In his first season as a full-time player in 1970, Dietz hit for a .337 batting average with 18 home runs and 77 runs batted in at mid-season. Although he was not listed on the All-Star ballot and received few write-in votes, the manager for the National League All-Star team, Gil Hodges, named Dietz as a reserve player for the National League team. In the 1970 All-Star Game, Dietz replaced Johnny Bench in the top of the seventh inning and led off the bottom of the ninth inning with a home run off Catfish Hunter that helped spark a rally that tied the game. The National League went on to win the game in the twelfth inning with a climactic collision at home plate between Pete Rose and Ray Fosse (It was Dietz who was in the on deck circle, congratulating Rose immediately after the collision). He ended the 1970 season with career-highs in batting average (.300), home runs (22), runs batted in (107), walks (109) and in on-base percentage (.426). As of 2024, Dietz remains the only catcher in Major League Baseball history to record at least 100 walks, 100 runs batted in and a .300 batting average in one season.

Dietz was an integral member of the 1971 Giants team that clinched the National League Western Division title. The Giants had a nine-game lead over the Los Angeles Dodgers on August 1, but held on during a pennant race to win the division by a narrow one-game margin. Dietz caught every game during the tense final stages of the season, and provided offensive support with 19 home runs and 72 runs batted in. In the only post-season appearance of his career, Dietz had only one hit in 15 at-bats, as the Giants lost to the eventual world champion Pittsburgh Pirates in the 1971 National League Championship Series.

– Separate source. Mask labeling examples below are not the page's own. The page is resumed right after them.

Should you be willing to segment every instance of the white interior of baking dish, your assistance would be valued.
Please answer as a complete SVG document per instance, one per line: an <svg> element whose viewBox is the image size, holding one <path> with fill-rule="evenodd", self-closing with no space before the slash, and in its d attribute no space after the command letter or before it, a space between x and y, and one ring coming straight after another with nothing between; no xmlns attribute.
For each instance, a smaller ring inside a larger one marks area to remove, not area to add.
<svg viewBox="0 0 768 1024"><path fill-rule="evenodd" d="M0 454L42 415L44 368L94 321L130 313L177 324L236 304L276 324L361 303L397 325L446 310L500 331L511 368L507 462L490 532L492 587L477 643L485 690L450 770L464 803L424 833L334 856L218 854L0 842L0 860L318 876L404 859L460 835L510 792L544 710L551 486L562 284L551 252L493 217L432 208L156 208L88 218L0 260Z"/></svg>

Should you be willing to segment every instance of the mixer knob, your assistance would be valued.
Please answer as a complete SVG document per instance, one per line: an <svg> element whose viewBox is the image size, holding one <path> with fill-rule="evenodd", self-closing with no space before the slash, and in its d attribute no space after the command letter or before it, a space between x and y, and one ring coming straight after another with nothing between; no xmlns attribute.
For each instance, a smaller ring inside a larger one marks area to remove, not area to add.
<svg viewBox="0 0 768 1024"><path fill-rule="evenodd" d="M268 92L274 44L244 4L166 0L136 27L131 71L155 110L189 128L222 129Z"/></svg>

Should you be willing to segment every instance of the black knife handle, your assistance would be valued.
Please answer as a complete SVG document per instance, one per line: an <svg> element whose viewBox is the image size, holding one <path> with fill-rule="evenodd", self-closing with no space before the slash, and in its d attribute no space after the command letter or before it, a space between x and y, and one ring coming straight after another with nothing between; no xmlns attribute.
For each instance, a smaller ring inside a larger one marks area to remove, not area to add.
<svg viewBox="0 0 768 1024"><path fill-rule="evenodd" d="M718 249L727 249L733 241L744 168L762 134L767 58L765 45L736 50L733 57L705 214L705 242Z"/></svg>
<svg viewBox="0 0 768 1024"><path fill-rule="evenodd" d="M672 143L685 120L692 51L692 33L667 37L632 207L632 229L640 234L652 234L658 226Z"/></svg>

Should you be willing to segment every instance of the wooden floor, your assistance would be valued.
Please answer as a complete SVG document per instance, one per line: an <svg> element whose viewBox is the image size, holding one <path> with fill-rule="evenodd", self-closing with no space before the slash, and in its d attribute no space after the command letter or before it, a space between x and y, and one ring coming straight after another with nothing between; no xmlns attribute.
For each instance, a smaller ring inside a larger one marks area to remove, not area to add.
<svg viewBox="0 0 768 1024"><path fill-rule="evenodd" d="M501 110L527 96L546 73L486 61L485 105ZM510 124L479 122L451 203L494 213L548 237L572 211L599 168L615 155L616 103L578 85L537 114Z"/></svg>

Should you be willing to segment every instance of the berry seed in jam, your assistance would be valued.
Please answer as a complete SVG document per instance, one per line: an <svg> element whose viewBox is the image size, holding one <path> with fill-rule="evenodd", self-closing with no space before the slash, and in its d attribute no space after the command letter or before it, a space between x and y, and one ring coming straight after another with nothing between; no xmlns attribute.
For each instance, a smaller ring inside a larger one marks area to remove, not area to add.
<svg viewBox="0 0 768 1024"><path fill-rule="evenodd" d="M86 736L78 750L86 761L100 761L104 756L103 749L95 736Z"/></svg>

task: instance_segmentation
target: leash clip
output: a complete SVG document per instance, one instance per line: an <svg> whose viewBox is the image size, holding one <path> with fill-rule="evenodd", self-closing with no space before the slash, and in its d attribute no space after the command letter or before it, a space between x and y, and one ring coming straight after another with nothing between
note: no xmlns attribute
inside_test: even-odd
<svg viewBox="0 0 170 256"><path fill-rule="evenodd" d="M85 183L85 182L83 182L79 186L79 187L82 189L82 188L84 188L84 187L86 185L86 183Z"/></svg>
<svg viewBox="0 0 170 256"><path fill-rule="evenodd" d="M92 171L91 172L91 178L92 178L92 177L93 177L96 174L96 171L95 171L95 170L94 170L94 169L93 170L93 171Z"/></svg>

In 1972, Dietz fell from favor with the Giants' management for his role as player representative during the 1972 Major League Baseball strike that delayed the start of the season. Other reports stated that the Giants gave up on Dietz because of his defensive liabilities, having led National League catchers in passed balls in 1970 and 1971. Soon after the strike was settled, he was claimed off waivers by the Los Angeles Dodgers. Dietz broke his wrist on July 30 and missed much of the 1972 season. In 1973, Dietz had an excellent season as a reserve first baseman and catcher for the Braves, batting .295 with a .474 on-base percentage. However, the Braves released him after the season, and after no team signed him for 1974, Dietz' career was over at the age of 32.

==Career statistics==
In an eight-year major league career, Dietz played in 646 games, accumulating 478 hits in 1,829 at bats for a .261 career batting average along with 66 home runs, 301 runs batted in and an on-base percentage of .390. Among major league catchers, he ranks third overall in career on-base percentage behind only Mickey Cochrane and Wally Schang. Although he was better known for his power hitting, he was a capable defensive catcher, ending his career with a .981 fielding percentage.

==Later life==
After his retirement as a player, Dietz served as a minor league coach and manager. He managed the San Jose Giants in 1993 and 1994, the Sioux Falls Canaries in 1995 and the Sonoma County Crushers from 1996 to 1999.

Dietz died at age 63 of a heart attack in Clayton, Georgia on June 28, 2005. He was survived by his wife and children.